Three steps for taking your time back
How to use those 30-minute gaps between meetings
It’s time to take back those gaps between meetings Image: Thinkstock
Automated scheduling platforms have had unintended consequences on our time: Meetings are often scheduled with 30-minute gaps scattered throughout our day. The systems that were developed to improve our efficiency are, in fact, killing our productivity. We have literally handed over control of what is on our daily calendar, who we meet with Monday morning and in what order or cadence we go about our work day. It is time to take back control — at least where we can.
We don’t often pay attention to the gaps sandwiched between two meetings. They are there for us if we choose to use them. Writing them off as a waste of time is a missed opportunity. Here’s how to take some of that time back:
1. Take a few minutes at the start of each day to identify the gaps in your schedule.
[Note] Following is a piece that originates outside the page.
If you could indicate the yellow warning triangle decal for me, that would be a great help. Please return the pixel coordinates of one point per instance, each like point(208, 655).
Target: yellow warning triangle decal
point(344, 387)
2. Schedule what you want to accomplish in each gap right on your calendar. This can be anything from lower-value work that needs to get done (such as expense reports) to larger, finite tasks that you’ve been dreading (such as outlining your next presentation).
3. Hold yourself accountable. At the end of the day, look back on your 30-minute tasks and note which ones you’ve accomplished.
These small spaces of time are also good for the kind of work you want to come back to and reflect on, like writing an article, or a creative pursuit. So stop looking at those 30-minute gaps in your day as a waste of time. They may be the key to turbocharging your productivity.